My supervisor messaged me: “ABC news right now – the end of AIDS as a public health issue.” Fairfax was reporting it too:
AIDS epidemic ‘over’ in Australia, say peak bodies
Australia’s peak AIDS organisations and scientists have announced an end to the AIDS epidemic, as the country joins the few nations in the world to have beaten the syndrome.
The number of annual cases of AIDS diagnoses is now so small, top researchers and the Australian Federation of AIDS Organisations [AFAO] have declared the public health issue to be over. (Saimi Jeong, The Age 10 July 2016)
In blog posts and feature articles for some time now, I’ve been arguing that media framings, policy-making and popular understandings of HIV have lagged behind reality, holding onto notions of the ‘AIDS crisis’ and HIV as a deadly disease.
These ‘zombie notions’ impede sensible policy-making around prevention, such as the removal of outdated HIV-specific laws, and public funding for pre-exposure prophylaxis — medication that protects HIV-negative people from infection during condomless sex.
Gary Dowsett first conceptualised ‘post-AIDS’ thinking among gay men in 1996. In 2004, at a plenary session of the HHARD and HIV Educators’ conferences, I described myself as ‘pre-AIDS’ — born in 1981, coming out to myself in the mid-90s, the ‘AIDS crisis’ was over in the gay community before I ever joined it, and I’d had to reconstruct an understanding of what it had meant for the people around me. More recently, cultural studies scholar and critic Dion Kagan wrote his PhD on ‘post-crisis’ meaning-making around HIV, along with a stellar series of columns exploring this theme in The Lifted Brow.

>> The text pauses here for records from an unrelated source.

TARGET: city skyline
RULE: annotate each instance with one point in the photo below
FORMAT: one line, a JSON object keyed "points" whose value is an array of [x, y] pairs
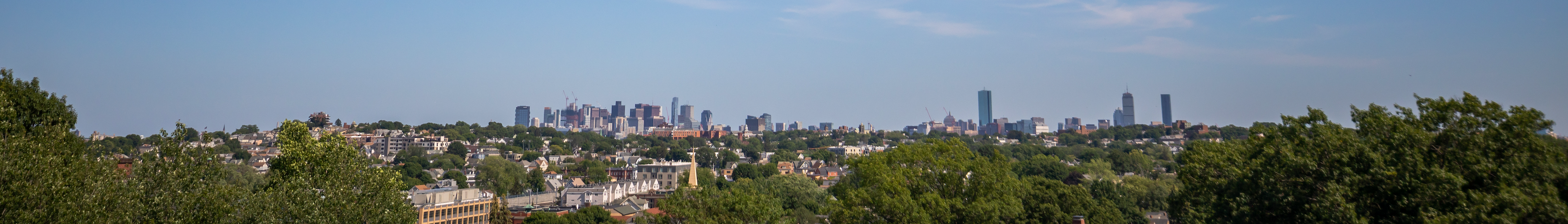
{"points": [[138, 67]]}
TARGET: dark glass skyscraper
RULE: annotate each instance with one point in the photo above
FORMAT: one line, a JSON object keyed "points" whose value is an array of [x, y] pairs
{"points": [[708, 119], [521, 117], [985, 107], [617, 110], [767, 123], [1166, 109], [1126, 110]]}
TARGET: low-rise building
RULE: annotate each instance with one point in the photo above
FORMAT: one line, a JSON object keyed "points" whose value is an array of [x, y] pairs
{"points": [[447, 206], [665, 174]]}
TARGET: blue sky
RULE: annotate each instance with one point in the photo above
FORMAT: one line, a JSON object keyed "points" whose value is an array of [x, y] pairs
{"points": [[140, 67]]}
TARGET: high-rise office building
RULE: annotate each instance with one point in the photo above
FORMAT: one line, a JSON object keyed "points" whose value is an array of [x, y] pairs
{"points": [[753, 124], [766, 121], [1117, 118], [521, 118], [686, 117], [1166, 109], [617, 110], [549, 117], [1126, 110], [708, 119], [985, 107]]}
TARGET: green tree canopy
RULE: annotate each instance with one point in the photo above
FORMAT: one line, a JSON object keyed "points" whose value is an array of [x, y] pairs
{"points": [[327, 181], [1448, 160]]}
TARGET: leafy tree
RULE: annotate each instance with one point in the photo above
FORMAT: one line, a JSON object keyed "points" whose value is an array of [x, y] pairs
{"points": [[590, 215], [502, 176], [499, 212], [458, 149], [712, 206], [934, 182], [1054, 202], [544, 218], [44, 174], [327, 181], [535, 181], [247, 129], [1448, 160], [186, 186], [1048, 166], [457, 176]]}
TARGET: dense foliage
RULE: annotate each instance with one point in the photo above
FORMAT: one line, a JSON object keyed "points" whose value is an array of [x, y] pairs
{"points": [[49, 176], [1448, 160]]}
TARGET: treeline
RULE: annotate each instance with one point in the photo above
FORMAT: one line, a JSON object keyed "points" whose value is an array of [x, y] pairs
{"points": [[1448, 160], [48, 174]]}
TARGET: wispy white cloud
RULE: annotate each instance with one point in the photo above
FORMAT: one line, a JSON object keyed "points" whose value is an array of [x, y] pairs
{"points": [[1162, 15], [1170, 47], [1045, 4], [839, 7], [704, 4], [924, 21], [886, 12], [1277, 18]]}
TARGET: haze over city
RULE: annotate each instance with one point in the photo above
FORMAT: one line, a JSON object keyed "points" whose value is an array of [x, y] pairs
{"points": [[138, 67]]}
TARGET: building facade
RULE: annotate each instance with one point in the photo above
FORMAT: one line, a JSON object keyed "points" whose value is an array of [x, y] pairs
{"points": [[1128, 117], [985, 107], [708, 119], [447, 206], [665, 176], [1166, 109], [521, 117]]}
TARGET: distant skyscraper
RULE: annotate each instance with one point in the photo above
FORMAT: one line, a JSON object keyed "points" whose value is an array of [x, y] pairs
{"points": [[753, 124], [1117, 118], [1126, 110], [767, 121], [521, 118], [985, 107], [1166, 109], [549, 117], [686, 117], [708, 119], [617, 110]]}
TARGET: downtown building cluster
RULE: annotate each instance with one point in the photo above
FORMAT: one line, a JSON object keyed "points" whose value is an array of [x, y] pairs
{"points": [[1125, 115], [676, 121]]}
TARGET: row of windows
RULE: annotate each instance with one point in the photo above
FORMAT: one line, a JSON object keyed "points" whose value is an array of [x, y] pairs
{"points": [[474, 220], [661, 176], [450, 212]]}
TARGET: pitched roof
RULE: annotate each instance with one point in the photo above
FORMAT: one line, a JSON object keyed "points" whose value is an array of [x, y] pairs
{"points": [[624, 210]]}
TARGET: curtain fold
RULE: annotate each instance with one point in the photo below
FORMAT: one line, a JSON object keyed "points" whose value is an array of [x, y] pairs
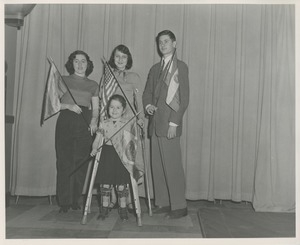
{"points": [[238, 137]]}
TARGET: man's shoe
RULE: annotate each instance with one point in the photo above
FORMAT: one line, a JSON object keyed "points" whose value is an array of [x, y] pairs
{"points": [[176, 214], [75, 206], [161, 210], [64, 208]]}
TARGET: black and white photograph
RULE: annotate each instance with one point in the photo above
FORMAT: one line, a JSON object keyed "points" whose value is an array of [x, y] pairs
{"points": [[169, 122]]}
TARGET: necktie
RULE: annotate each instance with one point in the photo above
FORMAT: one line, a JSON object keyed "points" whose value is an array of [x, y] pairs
{"points": [[161, 68]]}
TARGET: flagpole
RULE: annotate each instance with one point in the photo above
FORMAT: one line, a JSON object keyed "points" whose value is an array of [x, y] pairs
{"points": [[51, 61], [99, 148], [133, 110]]}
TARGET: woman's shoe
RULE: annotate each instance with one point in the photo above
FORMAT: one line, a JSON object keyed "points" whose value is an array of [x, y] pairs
{"points": [[130, 208], [103, 213], [112, 205], [123, 214]]}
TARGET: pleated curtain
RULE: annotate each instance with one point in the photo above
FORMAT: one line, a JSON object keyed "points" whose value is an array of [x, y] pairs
{"points": [[238, 140]]}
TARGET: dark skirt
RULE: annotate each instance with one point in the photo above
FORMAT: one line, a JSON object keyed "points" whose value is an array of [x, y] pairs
{"points": [[110, 169]]}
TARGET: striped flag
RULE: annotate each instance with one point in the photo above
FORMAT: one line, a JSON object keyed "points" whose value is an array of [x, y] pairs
{"points": [[109, 86], [173, 99], [54, 90]]}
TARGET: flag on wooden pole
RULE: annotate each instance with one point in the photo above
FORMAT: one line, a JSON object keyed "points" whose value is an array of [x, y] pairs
{"points": [[109, 86], [54, 90], [173, 99]]}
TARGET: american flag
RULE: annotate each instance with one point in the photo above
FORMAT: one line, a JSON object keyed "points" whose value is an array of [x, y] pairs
{"points": [[109, 86]]}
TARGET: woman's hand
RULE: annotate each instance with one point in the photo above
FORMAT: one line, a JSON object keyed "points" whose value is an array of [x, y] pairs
{"points": [[94, 152], [140, 122], [93, 126], [171, 132], [74, 108]]}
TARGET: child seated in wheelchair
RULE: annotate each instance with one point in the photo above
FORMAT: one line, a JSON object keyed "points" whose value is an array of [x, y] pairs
{"points": [[117, 160]]}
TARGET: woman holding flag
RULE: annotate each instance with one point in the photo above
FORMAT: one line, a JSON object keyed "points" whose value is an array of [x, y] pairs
{"points": [[76, 124], [128, 84]]}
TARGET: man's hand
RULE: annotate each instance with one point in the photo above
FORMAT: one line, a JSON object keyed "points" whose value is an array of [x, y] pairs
{"points": [[75, 108], [151, 109], [171, 132]]}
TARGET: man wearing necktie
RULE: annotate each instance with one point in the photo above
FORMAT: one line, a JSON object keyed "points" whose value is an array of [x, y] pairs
{"points": [[165, 98]]}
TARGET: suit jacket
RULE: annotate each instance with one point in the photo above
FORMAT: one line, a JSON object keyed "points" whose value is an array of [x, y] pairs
{"points": [[155, 93]]}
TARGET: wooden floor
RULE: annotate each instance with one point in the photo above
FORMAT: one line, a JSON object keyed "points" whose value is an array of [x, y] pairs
{"points": [[34, 217]]}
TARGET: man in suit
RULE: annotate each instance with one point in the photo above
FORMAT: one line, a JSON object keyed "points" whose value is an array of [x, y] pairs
{"points": [[165, 98]]}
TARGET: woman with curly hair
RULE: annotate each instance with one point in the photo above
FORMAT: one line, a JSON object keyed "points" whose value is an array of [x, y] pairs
{"points": [[76, 124]]}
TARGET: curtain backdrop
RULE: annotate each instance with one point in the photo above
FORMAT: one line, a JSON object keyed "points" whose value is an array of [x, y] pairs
{"points": [[239, 130]]}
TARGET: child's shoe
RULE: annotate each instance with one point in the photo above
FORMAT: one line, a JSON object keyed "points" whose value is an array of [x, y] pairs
{"points": [[123, 214], [103, 213]]}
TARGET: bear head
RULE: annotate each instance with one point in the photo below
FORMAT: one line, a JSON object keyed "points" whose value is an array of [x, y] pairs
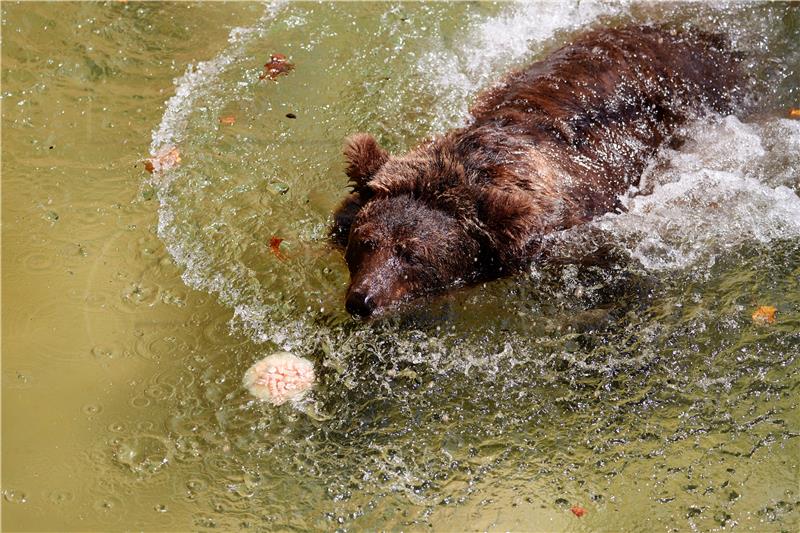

I understand the messaging from AFAO and celebrity scientist Prof Sharon Lewin in this context. At first I wondered what it was about. I think there are three things going on:
- The number of people dying from AIDS, rather than dying with HIV, is now so low it violates statistical conventions against reporting cell sizes under 5.
- AFAO might have wanted to shift the media and policy narrative and ‘claim a win’ to count against what’s starting to look like the inevitable failure of ‘Ending HIV‘.
- Australia wanted an ‘announceable’ going into the AIDS2016 conference in Durban.
(Update: AFAO’s CEO Darryl O’Donnell did a great job challenging outdated narratives on ABC Radio National Breakfast this morning — you can listen to the interview here.)
A number of people have expressed concern to me that this announcement obscures the reality of ongoing, smaller AIDS crises in particular groups, including migrants and refugees, especially those who lack access to Medicare, and Aboriginal communities.
Since 1996 we no longer focus on deaths from AIDS nor even AIDS diagnoses — early diagnosis and treatment are the ballgame. People with late diagnosis, defined as a t-cell count below 350 per millilitre of blood, have elevated lifetime risk of serious illness, including cardiovascular events like heart attack, even after they start on treatment.
Update: The figure below shows the heterosexual communities in which late diagnosis is common. Spoiler alert — it’s all of them. And the personal impact of infection will be far greater for people are living in communities where outdated notions of HIV still predominate; where strategies to tackle stigma and discrimination are nascent or non-existent; and that in many cases haven’t yet developed cultures of care to support treatment and wellbeing.

In other health issues, such as cancer screening, the identification of lower rates of screening in specific communities compared to the Victorian population average has been used to target them for additional funding and recruitment initiatives. But the danger is always that small clusters get swept under the carpet, protected from identifiability by that convention against reporting cell sizes under 5.
My concern about this messaging is that it depends on policy-makers understanding that AIDS is not a journalistic synonym for HIV.
If they don’t, this message will look like a green light to ‘mainstream HIV’ — ditching peer based services and funding hospitals, nurses, social workers and MPH grads to ‘mop up’. That would be more expensive than community-based services, but it would restore what the health system views as the natural way of doing things — top down, expert-led.
Bernard Gardiner, a PhD scholar working on a qualitative longitudinal study of aging, place and social isolation among people living with HIV in Queensland, and a respected elder of the Victorian gay community response to AIDS, puts it this way:
I think this is careless. This takes the pressure off Public Health officers working for Government, who see psycho-social support services for long-term survivors as unnecessary ‘hand-holding’ that Gov should not fund. It also disguises the reality that some long-term survivors struggle for quality of life with depression, multiple co-morbidities, cognitive issues, cancers/heart/renal issues, and poverty, and feel somewhat abandoned by the biomedical 90/90/90 focus.
Once upon a time a shift like this would have been thoroughly debated among the AFAO membership and communicated to affected communities via community media. This would have provided an opportunity to prepare for the secondary messaging that will be necessary to make sure this message doesn’t backfire. We live in interesting times.